To contribute to the knowledge of outpatient induction of labour with the focus on women's experiences to inform practice. The question was: ‘What are women's experiences of outpatient induction of labour?’
A comprehensive literature review using a pluralistic approach and thematic analysis.
The review found three themes: the home as a positive setting for outpatient induction of labour, the value of outpatient induction of labour in promoting normality and the importance of receiving reassurance during outpatient induction of labour.
Although the results were mostly positive and in favour of outpatient induction of labour, there were variations in service provision. There was a lack of understanding as to how best to offer reassurance to women once discharged home, which was found to have a direct effect on their experiences.
Approximately 32.6% of labours in the UK are induced, either before or after the estimated due date (NHS Digital, 2018). This number has increased by 12.2% in the past 10 years (NHS Digital, 2018) and is likely to increase further due to a rise in more complex pregnancies with risk factors that indicate the need for delivery of the fetus. A further significant influence on induction of labour rates is the publication of the Saving Babies' Lives Care Bundle (O'Connor, 2016), which states an objective to decrease the stillbirth rate by 20% by 2020. By implementing the recommendations set out in the care bundle, there is a likelihood that induction of labour rates will increase and affect service demands (O'Connor, 2016).

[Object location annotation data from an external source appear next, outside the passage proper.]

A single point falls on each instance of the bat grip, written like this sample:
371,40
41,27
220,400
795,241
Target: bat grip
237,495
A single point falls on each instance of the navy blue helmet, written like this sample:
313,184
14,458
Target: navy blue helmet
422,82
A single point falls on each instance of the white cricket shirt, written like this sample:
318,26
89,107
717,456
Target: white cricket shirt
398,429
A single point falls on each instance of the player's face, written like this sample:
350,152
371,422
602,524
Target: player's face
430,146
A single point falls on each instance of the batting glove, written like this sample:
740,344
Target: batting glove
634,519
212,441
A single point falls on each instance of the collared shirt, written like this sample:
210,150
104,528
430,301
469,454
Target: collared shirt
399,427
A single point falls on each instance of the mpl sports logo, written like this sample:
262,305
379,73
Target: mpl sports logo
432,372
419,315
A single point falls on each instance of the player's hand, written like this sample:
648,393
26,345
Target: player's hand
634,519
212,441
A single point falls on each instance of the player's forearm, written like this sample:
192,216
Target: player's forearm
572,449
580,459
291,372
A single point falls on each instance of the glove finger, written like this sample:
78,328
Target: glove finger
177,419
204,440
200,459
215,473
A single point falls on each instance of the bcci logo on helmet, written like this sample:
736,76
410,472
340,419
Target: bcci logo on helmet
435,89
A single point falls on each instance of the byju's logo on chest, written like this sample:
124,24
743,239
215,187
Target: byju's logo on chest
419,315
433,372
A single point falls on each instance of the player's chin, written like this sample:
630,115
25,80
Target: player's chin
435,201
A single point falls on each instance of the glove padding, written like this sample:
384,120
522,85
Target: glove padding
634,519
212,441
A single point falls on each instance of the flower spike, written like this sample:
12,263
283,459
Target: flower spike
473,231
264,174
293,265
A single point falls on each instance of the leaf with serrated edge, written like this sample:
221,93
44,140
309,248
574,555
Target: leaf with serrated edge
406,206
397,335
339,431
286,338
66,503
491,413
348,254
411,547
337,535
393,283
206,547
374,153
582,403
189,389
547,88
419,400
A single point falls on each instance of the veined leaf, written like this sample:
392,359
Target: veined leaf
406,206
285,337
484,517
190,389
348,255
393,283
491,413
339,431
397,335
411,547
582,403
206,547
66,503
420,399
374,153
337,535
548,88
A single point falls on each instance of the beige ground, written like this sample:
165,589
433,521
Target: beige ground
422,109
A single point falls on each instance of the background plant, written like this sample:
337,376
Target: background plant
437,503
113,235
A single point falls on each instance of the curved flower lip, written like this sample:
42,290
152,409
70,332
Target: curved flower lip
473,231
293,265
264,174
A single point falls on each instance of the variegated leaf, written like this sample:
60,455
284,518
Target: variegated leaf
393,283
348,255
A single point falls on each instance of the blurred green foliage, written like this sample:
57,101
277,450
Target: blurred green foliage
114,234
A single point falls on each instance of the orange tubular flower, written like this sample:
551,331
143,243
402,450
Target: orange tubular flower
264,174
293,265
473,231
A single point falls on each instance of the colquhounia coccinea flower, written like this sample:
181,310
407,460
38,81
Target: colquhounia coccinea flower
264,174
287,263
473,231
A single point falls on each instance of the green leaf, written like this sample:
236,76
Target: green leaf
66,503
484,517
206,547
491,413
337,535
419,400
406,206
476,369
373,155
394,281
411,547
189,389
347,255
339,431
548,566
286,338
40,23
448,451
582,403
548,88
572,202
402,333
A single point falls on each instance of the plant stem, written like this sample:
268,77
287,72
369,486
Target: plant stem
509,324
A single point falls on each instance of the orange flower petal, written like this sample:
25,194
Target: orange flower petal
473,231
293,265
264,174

However, it is widely recognised that most women want as much as possible to have a physiological and normal birth (Gammie and Key, 2014; Downe, 2017; Jay et al, 2018). Induction of labour has been shown to have a negative impact on women's experiences, often leading to dissatisfaction, increased pain, increased likelihood of instrumental births and obstetric interventions (O'Dwyer et al, 2015). Women have also reported neglect due to staff shortages, a lack of choice in care when undergoing induction of labour and a lack of privacy in the ward environment, which is typically where induction of labour takes place (Henderson and Redshaw, 2013). As a result, outpatient induction of labour services have become an attractive option to improve women's experience of induction of labour (Henderson and Redshaw, 2013). This supports the recommendations set out in Better Births (National Maternity Review, 2016), which called for high-quality, personalised and family friendly services to be provided to women and their families. Seven key recommendations were developed, one of which, ‘personalised care’, identified that women should be encouraged to make informed choices about their care, with clinical commissioning groups (CCGs) providing maternity services in a range of settings, including the home (National Maternity Review, 2016).